NK to hold ‘intimidating’ military parade on Feb. 8: Seoul’s unification minister

By Choi He-suk

Published : Jan 26, 2018 - 16:48
Updated : Jan 26, 2018 - 16:48

North Korea is expected to hold an “intimidating” military parade on Feb. 8, a day before the opening of the PyeongChang Olympic Games, Seoul’s Unification Minister Cho Myoung-gyon said Friday.

Preparations for the parade are being made at the Mirim Airfield in Pyongyang to commemorate the founding anniversary of the North’s Korean People’s Army, according to Cho.

Unification Minister Cho Myoung-gyon attends a forum in Seoul on Friday. Yonhap

“There is a high possibility that it will be a very intimidating military parade in which North Korea mobilizes a sizable number of military personnel and almost all of its weapons,” Cho told a forum in Seoul.

The North’s official Korean Central News Agency said earlier this week that Feb. 8 would be commemorated as the country’s new Army Building Day.

North Korea set up its regular armed forces, the KPA, on Feb. 8, 1948, and celebrated that date as the founding anniversary until 1977. But since 1978, the country has celebrated the founding anniversary on April 25, the date when the North’s founding leader Kim Il-sung was said to have formed a guerrilla unit in 1932 to resist Japan’s colonial rule.

“The North seems to be planning major events as the regime marks the 70th anniversary of its founding this year, and its leader Kim Jong-un apparently wants to show his absolute power,” Cho said.

Many are concerned that the North’s military parade could cast a chill upon South Korea’s endeavors to promote peace through the PyeongChang Olympic Games.

North Korea plans to send athletes, musicians, dancers, cheerleaders and high-ranking officials to the Winter Games. The two Koreas have agreed to have their athletes march together at the opening ceremony under a single flag symbolizing a unified Korea. They will also form the first unified Korean team in the Olympics, a women’s ice hockey team.

The key to continuing inter-Korean dialogue after the PyeongChang Olympics lies in whether there can be a turning point in resolving the North Korean nuclear issue, Cho said.

“Whether the US and the North can start a dialogue would be the key point,” Cho said, adding that efforts should be made to begin the talks before the annual joint military exercise between South Korea and the US.

The joint military drill is likely to take place after March 25 under the United Nations’ Olympic Truce resolution.
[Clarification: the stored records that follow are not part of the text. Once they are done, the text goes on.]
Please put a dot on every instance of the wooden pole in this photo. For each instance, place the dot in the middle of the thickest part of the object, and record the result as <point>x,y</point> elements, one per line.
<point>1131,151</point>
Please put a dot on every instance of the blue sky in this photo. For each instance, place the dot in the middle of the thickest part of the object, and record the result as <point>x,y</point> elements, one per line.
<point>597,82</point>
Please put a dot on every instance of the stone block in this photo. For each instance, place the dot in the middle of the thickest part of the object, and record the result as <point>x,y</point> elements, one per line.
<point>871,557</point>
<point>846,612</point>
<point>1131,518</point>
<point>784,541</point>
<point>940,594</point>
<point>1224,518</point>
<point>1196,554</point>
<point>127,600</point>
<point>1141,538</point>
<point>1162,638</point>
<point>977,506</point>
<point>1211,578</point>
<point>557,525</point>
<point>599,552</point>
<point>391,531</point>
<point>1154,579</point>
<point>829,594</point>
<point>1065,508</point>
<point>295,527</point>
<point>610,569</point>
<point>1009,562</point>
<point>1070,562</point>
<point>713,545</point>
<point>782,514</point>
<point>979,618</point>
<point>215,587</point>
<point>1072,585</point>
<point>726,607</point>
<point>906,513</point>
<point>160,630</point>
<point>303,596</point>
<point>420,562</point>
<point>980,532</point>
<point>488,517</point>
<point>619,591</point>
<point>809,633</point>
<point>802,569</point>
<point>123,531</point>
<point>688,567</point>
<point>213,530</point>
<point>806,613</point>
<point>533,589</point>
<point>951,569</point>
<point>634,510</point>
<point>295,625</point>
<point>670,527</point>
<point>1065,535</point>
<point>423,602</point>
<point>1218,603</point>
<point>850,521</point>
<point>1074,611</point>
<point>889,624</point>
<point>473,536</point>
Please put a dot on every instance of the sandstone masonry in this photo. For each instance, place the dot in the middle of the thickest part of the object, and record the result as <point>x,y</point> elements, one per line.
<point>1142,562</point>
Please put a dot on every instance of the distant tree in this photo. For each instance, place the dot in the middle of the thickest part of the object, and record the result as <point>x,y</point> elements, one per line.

“The North will obviously react strongly once the joint drill resumes, then chances of a provocation will be high, and provocations will be followed by additional sanctions, repeating the vicious cycle we saw last year and the year before,” Cho said.

“We talked about this a lot during the high-level talks with the North on Jan. 9. We told them this should not happen.”

As the Koreas have resumed talks, and the North plans to send a high-level delegation to PyeongChang, Cho said he believes Seoul can help communicate between the international community and Pyongyang.